В Тригорском оставил он также добрую память. Евпраксия после отъезда его убрала окончательно и последние игрушки свои, что еще от детских лет стояли, как память, на полочке у кровати:
— В них невозможно играть: они ненастоящие!
— А что скажете вы? — спросил Пушкин у Анны.
— Что я скажу? А то, что он лучше вас, но… — И Анна запнулась, докончив лишь про себя: «Но люблю я все-таки вас».
Однако ж от Пушкина ничто не оставалось укрытым. Они друг на друга взглянули, и Анна перевела разговор на другое: о недалеком уже приезде
— А я вам предсказываю, что вы влюбитесь в мою прелестную тезку! Хотите пари?

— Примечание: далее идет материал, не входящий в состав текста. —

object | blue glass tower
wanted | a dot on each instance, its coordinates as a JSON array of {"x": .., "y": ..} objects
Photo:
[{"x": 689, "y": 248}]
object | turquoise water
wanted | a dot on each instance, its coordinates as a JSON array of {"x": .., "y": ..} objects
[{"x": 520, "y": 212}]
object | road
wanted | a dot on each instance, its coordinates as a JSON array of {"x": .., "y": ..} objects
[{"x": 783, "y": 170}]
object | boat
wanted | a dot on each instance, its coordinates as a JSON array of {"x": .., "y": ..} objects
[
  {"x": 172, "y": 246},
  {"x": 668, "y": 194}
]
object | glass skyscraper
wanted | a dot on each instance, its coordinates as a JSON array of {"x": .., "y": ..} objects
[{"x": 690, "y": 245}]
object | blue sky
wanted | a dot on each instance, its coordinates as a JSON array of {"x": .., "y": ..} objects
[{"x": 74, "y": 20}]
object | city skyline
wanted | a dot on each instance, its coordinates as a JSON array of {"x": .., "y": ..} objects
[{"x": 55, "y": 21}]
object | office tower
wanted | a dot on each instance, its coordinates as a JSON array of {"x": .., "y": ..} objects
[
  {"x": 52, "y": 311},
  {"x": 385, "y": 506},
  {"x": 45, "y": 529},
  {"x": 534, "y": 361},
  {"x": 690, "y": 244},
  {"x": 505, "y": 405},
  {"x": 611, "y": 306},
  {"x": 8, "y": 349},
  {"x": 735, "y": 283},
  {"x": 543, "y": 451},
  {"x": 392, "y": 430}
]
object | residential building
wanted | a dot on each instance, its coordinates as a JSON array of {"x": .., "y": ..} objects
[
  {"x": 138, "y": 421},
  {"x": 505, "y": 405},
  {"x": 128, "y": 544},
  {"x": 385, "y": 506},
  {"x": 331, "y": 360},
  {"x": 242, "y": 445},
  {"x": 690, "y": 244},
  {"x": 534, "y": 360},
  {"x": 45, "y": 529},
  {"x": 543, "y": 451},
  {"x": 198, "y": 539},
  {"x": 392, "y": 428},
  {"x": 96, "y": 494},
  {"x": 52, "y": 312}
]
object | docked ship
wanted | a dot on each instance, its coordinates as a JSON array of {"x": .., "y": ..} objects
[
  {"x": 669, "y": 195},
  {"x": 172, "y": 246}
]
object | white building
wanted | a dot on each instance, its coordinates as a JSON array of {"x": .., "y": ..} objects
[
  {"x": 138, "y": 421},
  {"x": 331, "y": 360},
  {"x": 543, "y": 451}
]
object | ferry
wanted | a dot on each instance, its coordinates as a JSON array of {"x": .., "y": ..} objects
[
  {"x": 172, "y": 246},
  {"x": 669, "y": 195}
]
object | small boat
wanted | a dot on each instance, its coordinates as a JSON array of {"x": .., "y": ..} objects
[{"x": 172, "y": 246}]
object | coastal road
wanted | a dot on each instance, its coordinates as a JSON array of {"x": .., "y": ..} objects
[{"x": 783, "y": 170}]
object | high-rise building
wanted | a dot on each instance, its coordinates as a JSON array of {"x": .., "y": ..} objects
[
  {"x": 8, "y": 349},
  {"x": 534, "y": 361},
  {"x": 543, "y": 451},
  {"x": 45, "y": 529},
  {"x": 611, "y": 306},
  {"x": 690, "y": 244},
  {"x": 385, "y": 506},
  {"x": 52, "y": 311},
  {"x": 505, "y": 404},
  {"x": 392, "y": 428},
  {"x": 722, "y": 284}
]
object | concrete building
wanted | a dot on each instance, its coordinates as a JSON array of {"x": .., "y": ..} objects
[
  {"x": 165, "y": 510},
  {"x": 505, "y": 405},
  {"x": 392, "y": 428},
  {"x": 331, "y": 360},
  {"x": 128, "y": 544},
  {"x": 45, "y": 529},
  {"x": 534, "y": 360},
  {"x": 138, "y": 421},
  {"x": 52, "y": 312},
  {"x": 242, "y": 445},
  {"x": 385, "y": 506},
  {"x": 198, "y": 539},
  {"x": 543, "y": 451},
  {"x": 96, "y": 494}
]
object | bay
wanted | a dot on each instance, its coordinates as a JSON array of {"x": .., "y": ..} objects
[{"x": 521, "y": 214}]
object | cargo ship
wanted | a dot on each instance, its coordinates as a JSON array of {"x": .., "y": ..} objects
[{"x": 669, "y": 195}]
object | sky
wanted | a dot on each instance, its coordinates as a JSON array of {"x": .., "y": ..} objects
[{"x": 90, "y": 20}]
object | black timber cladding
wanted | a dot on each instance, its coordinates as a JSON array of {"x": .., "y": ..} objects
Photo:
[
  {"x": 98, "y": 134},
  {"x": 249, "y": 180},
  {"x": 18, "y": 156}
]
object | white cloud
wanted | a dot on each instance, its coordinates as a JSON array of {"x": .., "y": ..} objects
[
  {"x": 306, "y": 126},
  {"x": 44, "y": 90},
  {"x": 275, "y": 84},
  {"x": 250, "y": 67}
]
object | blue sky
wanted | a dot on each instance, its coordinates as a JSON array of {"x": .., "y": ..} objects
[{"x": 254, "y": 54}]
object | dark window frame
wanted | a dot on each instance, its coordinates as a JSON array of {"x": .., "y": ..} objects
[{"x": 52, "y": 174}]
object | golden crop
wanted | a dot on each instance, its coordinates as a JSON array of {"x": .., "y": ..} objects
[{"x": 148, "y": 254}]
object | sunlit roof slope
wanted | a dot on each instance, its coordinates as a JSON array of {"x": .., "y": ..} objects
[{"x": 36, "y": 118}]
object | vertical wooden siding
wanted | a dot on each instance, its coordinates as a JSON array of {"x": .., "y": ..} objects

Глава пятнадцатая Чудное мгновенье
Шутливое предсказание Анны, что он влюбится в Керн, не только позабавило Пушкина, но и снова вызвало в его воображении памятный вечер у Олениных, и красавицу Клеопатру с корзиной цветов, и то, как разбудила она юношескую его любовь к Бакуниной. Когда-то писал он свое озорное письмо к Родзянке на Украину — про Анну Петровну: «Говорят, она премиленькая вещь, — но славны Лубны за горами». Теперь из-за гор они надвигались сюда, но никаких особенных чувств к ожидаемой «премиленькой вещи» Пушкин в себе не обнаружил. И это случайно сорвавшееся с пера определение, в котором было больше иронии, чем истинной похвалы, лишь подтверждалось теперь запоздалым ответным письмом Родзянки-предателя, тугим и даже порою корявым по слогу, но в то же время достаточно явно циничным по смыслу, да, пожалуй, и собственными приписками Анны Петровны, в которых было разве кокетство, но никакого очарования.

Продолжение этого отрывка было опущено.